2026
Pas d’actualité en France.
À Andorre, État indépendant mais dont le président de la République française est, avec l’évêque d’Urgell, l’un des deux coprinces et chefs d’État de la principauté, l’avortement reste totalement interdit, y compris en cas de viol ou d’inceste.
En 2026, le gouvernement d’Andorre a toutefois poursuivi les négociations entamées en 2025 avec le Vatican en vue d’une dépénalisation de l’avortement. Lors de sa visite officielle des 27 et 28 avril 2026, Emmanuel Macron, en sa qualité de coprince, a publiquement appelé à faire progresser cette réforme. Après de nouvelles discussions avec le Saint-Siège en juillet, le Premier ministre Xavier Espot a annoncé vouloir présenter une proposition de dépénalisation en septembre 2026. À ce stade, aucune réforme n’est encore entrée en vigueur et les femmes doivent toujours se rendre à l’étranger pour avorter.
2019-2025
En août 2020, l’Assemblée nationale a voté en faveur du projet de loi sur la bioéthique incluant la « détresse psychosociale » comme une cause de « menace grave pour la santé» justifiant un avortement pour raisons médicales.
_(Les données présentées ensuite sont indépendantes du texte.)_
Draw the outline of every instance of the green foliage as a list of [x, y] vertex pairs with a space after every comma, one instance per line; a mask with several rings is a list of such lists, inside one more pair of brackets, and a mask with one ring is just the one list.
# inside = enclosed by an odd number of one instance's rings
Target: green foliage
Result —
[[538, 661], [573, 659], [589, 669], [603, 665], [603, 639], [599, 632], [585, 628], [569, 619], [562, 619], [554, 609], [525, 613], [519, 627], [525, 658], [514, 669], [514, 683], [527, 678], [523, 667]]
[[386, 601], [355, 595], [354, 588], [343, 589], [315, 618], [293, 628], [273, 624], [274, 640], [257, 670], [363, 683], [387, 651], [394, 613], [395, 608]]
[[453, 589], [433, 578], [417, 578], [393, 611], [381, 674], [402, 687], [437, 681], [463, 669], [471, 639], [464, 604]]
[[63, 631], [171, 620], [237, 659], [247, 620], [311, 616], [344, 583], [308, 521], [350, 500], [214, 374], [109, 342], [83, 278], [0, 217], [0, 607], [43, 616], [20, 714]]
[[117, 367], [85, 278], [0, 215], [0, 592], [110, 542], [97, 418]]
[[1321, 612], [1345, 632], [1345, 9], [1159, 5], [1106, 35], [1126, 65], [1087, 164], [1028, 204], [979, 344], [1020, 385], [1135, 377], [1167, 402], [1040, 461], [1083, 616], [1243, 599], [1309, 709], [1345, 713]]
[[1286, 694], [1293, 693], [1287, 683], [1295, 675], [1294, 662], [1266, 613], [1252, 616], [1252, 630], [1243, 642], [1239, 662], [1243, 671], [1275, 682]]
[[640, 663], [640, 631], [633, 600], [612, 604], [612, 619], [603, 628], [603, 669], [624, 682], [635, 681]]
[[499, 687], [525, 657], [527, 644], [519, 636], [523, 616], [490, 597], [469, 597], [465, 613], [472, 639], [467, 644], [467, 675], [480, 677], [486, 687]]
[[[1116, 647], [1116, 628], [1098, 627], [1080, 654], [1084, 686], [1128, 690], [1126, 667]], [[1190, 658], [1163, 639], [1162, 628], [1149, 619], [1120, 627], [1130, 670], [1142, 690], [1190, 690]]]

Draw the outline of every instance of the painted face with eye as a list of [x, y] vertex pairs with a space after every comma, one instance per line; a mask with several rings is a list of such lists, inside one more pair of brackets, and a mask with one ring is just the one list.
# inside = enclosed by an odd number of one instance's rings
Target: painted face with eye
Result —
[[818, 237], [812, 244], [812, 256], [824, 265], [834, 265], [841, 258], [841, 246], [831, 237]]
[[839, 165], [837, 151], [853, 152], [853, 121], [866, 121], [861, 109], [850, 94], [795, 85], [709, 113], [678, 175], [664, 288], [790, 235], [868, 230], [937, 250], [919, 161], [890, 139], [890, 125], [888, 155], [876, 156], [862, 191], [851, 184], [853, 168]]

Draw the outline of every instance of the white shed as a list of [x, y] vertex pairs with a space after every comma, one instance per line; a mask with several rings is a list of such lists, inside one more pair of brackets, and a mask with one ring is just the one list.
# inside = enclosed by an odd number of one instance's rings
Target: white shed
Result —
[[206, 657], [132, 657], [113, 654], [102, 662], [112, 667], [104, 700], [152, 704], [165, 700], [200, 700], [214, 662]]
Avant l’allongement de la durée légale de l’IVG à 14 semaines, voté en 2022, entre 3000 à 5000 femmes se rendaient chaque année à l’étranger pour avorter. Le 4 mars 2024, le Congrès des deux chambres du Parlement a voté en faveur de l’inscription dans la Constitution « la liberté garantie à la femme d’avoir recours à une interruption volontaire de grossesse » (art. 34). La France est devenue le premier pays au monde à constitutionaliser l’IVG.
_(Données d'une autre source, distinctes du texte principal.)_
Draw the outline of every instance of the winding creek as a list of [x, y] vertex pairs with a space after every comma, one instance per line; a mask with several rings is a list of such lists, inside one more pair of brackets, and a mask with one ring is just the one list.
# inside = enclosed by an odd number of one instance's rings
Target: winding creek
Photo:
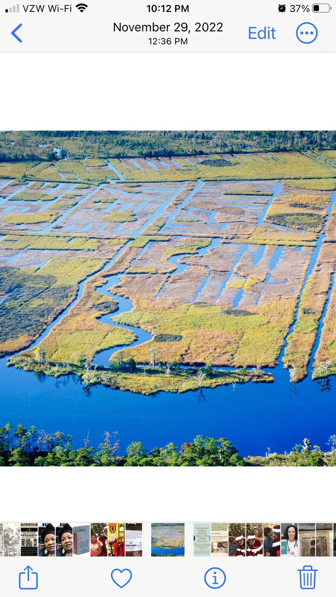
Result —
[[[184, 188], [184, 184], [179, 187], [175, 196]], [[197, 186], [199, 188], [200, 186], [201, 183], [199, 181]], [[195, 189], [191, 193], [194, 192]], [[163, 213], [172, 198], [170, 196], [164, 202], [145, 226], [138, 231], [136, 236]], [[336, 192], [333, 195], [329, 213], [335, 202]], [[185, 204], [185, 201], [183, 203]], [[179, 208], [181, 208], [181, 205], [179, 206]], [[175, 213], [171, 214], [170, 221], [174, 216]], [[325, 238], [325, 232], [322, 231], [319, 235], [317, 247], [313, 251], [305, 283], [316, 264]], [[200, 250], [198, 254], [206, 254], [219, 242], [219, 239], [213, 239], [210, 245]], [[124, 249], [123, 247], [105, 265], [100, 273], [111, 267]], [[262, 259], [264, 251], [264, 247], [258, 250], [253, 260], [255, 264]], [[281, 253], [279, 248], [277, 259]], [[233, 267], [242, 254], [240, 251]], [[174, 256], [169, 259], [169, 262], [176, 266], [173, 276], [188, 267], [182, 262], [185, 256]], [[120, 275], [127, 275], [127, 272]], [[224, 285], [230, 275], [231, 272], [225, 278]], [[304, 437], [309, 438], [312, 444], [325, 448], [329, 436], [336, 433], [335, 381], [334, 378], [331, 380], [331, 391], [321, 391], [319, 383], [313, 381], [311, 375], [313, 357], [320, 338], [323, 319], [330, 300], [334, 278], [334, 275], [320, 320], [309, 363], [309, 375], [304, 381], [296, 384], [295, 391], [291, 386], [289, 372], [283, 368], [282, 364], [286, 342], [281, 351], [279, 364], [273, 370], [265, 370], [274, 376], [274, 383], [237, 384], [235, 390], [231, 386], [205, 389], [203, 390], [204, 399], [201, 400], [198, 392], [188, 392], [183, 394], [162, 392], [146, 396], [101, 386], [94, 386], [88, 392], [85, 392], [81, 380], [75, 376], [63, 376], [57, 380], [38, 376], [7, 367], [7, 359], [4, 358], [0, 359], [2, 379], [0, 426], [10, 421], [14, 425], [18, 423], [22, 423], [25, 426], [35, 424], [38, 429], [44, 429], [50, 432], [63, 431], [74, 436], [75, 447], [83, 445], [88, 430], [91, 442], [94, 445], [102, 441], [105, 430], [117, 430], [121, 454], [124, 453], [131, 441], [142, 441], [149, 449], [155, 446], [165, 445], [170, 441], [173, 441], [179, 447], [184, 442], [192, 440], [200, 433], [216, 438], [226, 437], [233, 442], [243, 456], [264, 455], [268, 448], [271, 452], [283, 453], [285, 450], [290, 450], [295, 444], [301, 443]], [[50, 330], [67, 315], [74, 303], [82, 296], [86, 281], [87, 279], [80, 283], [74, 301], [31, 344], [30, 348], [37, 346]], [[129, 298], [109, 293], [109, 289], [113, 290], [113, 287], [120, 281], [119, 275], [111, 275], [108, 276], [103, 286], [97, 288], [98, 292], [112, 297], [118, 303], [118, 312], [113, 315], [104, 315], [99, 320], [112, 326], [116, 325], [113, 321], [114, 315], [126, 313], [133, 307]], [[198, 294], [204, 287], [204, 283], [202, 284]], [[157, 297], [160, 296], [164, 288], [164, 285]], [[288, 336], [292, 333], [297, 320], [300, 300]], [[151, 338], [151, 334], [144, 330], [130, 326], [122, 327], [132, 330], [136, 334], [137, 339], [133, 346], [148, 341]], [[102, 351], [96, 355], [95, 363], [106, 365], [111, 354], [122, 347], [115, 347]]]

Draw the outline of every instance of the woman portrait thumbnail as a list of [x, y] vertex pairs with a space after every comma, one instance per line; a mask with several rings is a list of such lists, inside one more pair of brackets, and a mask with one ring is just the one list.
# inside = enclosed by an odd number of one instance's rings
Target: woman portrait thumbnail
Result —
[[300, 555], [297, 522], [283, 522], [281, 525], [281, 555], [297, 558]]
[[264, 523], [264, 556], [276, 558], [281, 555], [280, 522]]
[[68, 522], [61, 522], [56, 528], [57, 545], [56, 556], [62, 558], [72, 556], [73, 529]]
[[54, 558], [56, 553], [55, 527], [51, 522], [42, 522], [38, 527], [38, 555]]

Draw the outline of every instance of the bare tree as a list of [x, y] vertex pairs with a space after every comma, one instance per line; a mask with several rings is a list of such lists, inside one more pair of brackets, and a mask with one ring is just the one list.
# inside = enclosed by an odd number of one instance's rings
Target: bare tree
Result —
[[331, 435], [326, 442], [326, 445], [331, 446], [332, 449], [332, 458], [335, 457], [335, 450], [336, 449], [336, 435]]
[[155, 366], [158, 355], [159, 350], [157, 346], [153, 344], [149, 349], [149, 363], [152, 365], [154, 371], [155, 370]]

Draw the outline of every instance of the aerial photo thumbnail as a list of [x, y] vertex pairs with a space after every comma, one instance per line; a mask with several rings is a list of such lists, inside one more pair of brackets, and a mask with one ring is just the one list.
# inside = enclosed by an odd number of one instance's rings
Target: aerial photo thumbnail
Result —
[[0, 465], [336, 464], [335, 131], [0, 133]]

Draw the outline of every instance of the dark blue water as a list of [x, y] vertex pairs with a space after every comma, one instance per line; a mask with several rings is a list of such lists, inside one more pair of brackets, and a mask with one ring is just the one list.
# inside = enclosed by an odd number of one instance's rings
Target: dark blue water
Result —
[[74, 436], [75, 447], [83, 446], [88, 430], [94, 445], [104, 431], [117, 430], [121, 454], [132, 441], [149, 450], [171, 441], [179, 448], [201, 434], [230, 439], [242, 456], [263, 456], [268, 447], [283, 453], [306, 437], [325, 449], [336, 432], [334, 388], [321, 392], [307, 378], [291, 392], [282, 367], [274, 372], [274, 383], [205, 389], [203, 400], [198, 391], [147, 396], [100, 386], [87, 394], [75, 376], [38, 378], [0, 359], [0, 426], [10, 421], [63, 431]]
[[[178, 189], [176, 194], [181, 190]], [[192, 191], [195, 192], [195, 189]], [[335, 202], [336, 192], [329, 211]], [[313, 251], [304, 287], [316, 263], [324, 238], [323, 232]], [[205, 254], [210, 248], [200, 250], [199, 253]], [[102, 271], [110, 267], [122, 251]], [[113, 281], [110, 278], [98, 291], [106, 292], [111, 296], [104, 287], [111, 287]], [[81, 296], [83, 285], [84, 282], [80, 284], [77, 300]], [[313, 356], [320, 340], [331, 288], [320, 322]], [[120, 297], [114, 297], [119, 301], [120, 310], [127, 310], [132, 306], [128, 299], [123, 299], [124, 303], [121, 303]], [[298, 304], [294, 321], [298, 310]], [[62, 316], [48, 327], [32, 347], [45, 337]], [[104, 316], [101, 321], [107, 322], [110, 317]], [[110, 325], [113, 325], [111, 319]], [[139, 331], [136, 333], [139, 335]], [[109, 351], [110, 355], [112, 352]], [[75, 447], [83, 445], [89, 430], [91, 444], [94, 446], [102, 441], [105, 431], [117, 431], [121, 454], [132, 441], [141, 441], [149, 450], [173, 441], [179, 448], [182, 443], [192, 441], [198, 434], [217, 439], [226, 438], [242, 456], [264, 456], [268, 448], [271, 452], [283, 453], [297, 443], [302, 443], [304, 438], [326, 449], [328, 438], [336, 433], [334, 378], [330, 381], [329, 391], [321, 391], [319, 382], [311, 378], [313, 356], [308, 377], [293, 389], [289, 373], [282, 365], [283, 353], [284, 349], [279, 359], [280, 364], [273, 370], [267, 370], [274, 374], [274, 383], [237, 384], [234, 391], [231, 385], [219, 386], [203, 390], [202, 398], [198, 391], [160, 392], [146, 396], [100, 386], [91, 387], [88, 392], [75, 376], [58, 380], [39, 377], [33, 373], [7, 367], [7, 359], [2, 358], [0, 359], [0, 426], [7, 422], [14, 426], [21, 423], [25, 426], [36, 425], [38, 429], [49, 433], [62, 431], [73, 435]], [[102, 352], [100, 358], [106, 358], [106, 355]]]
Les mouvements anti-choix restent très présents en France. Chaque année pour l’anniversaire de la loi Veil de 1975, une « Marche pour la vie » est organisée par des groupes catholiques et conservateurs. Rappelons qu’en 2015, la Conférence des évêques de France a critiqué publiquement la campagne d’information sur l’IVG du gouvernement. En 2023, le mouvement « Les survivants » a apposé des autocollants anti-choix sur les vélos parisiens.
Peu de professionnel·les pratiquent l’IVG ce qui aggrave le nombre de déserts médicaux et entrave l’accès à l’IVG pour de nombreuses femmes vivant hors des centres urbains. 17,2 % des avortements en France sont réalisés hors du département de résidence des femmes.